This is noteworthy — it proclaims library rights to engage in the restricted distribution of a digital facsimile of an analog copy of out-of-print (and potentially in-copyright) works, using inter-library loan terms as the foundation, recast with appropriate protections. IANAL, but this could be reasonably understood to be a re-assertion of inter-library loan rights under the first-sale doctrine.

This uniquely defined service allows us to add these volumes under restrained but eminently useful terms to the steadily growing corpus of volumes published between 1923 and 1963 whose copyright was never re-registered, and therefore in the public domain, for which we can provide full access. Strategies such as digital ILL help unlock our past, providing us with more complete access across the greatest range of information.

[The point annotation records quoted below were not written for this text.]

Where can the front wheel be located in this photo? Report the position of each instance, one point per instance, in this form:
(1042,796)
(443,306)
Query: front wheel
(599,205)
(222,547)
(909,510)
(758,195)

The OpenLibrary will have to engineer technical and policy systems which acceptably minimize risk of digital abuse; e.g., a watermarking system on the distributed copy with the borrower’s name and due date. Pragmatic Programmers has done this for the PDF books that can be purchased from their website. Obviously, watermarking could be circumvented with modest effort, but by definition, any DRM – including far less human-friendly instantiations — can be subverted unless it operates within a formally-defined closed system, something that is extremely difficult to engineer.

For the great mass of extremely valuable out-of-print works to be brought to light and enter circulation, it is urgent that we explore as many models as possible, as quickly as possible. Brewster Kahle is right: through such efforts, we can build a publicly accessible digital library that anyone can enjoy, with books from any available source.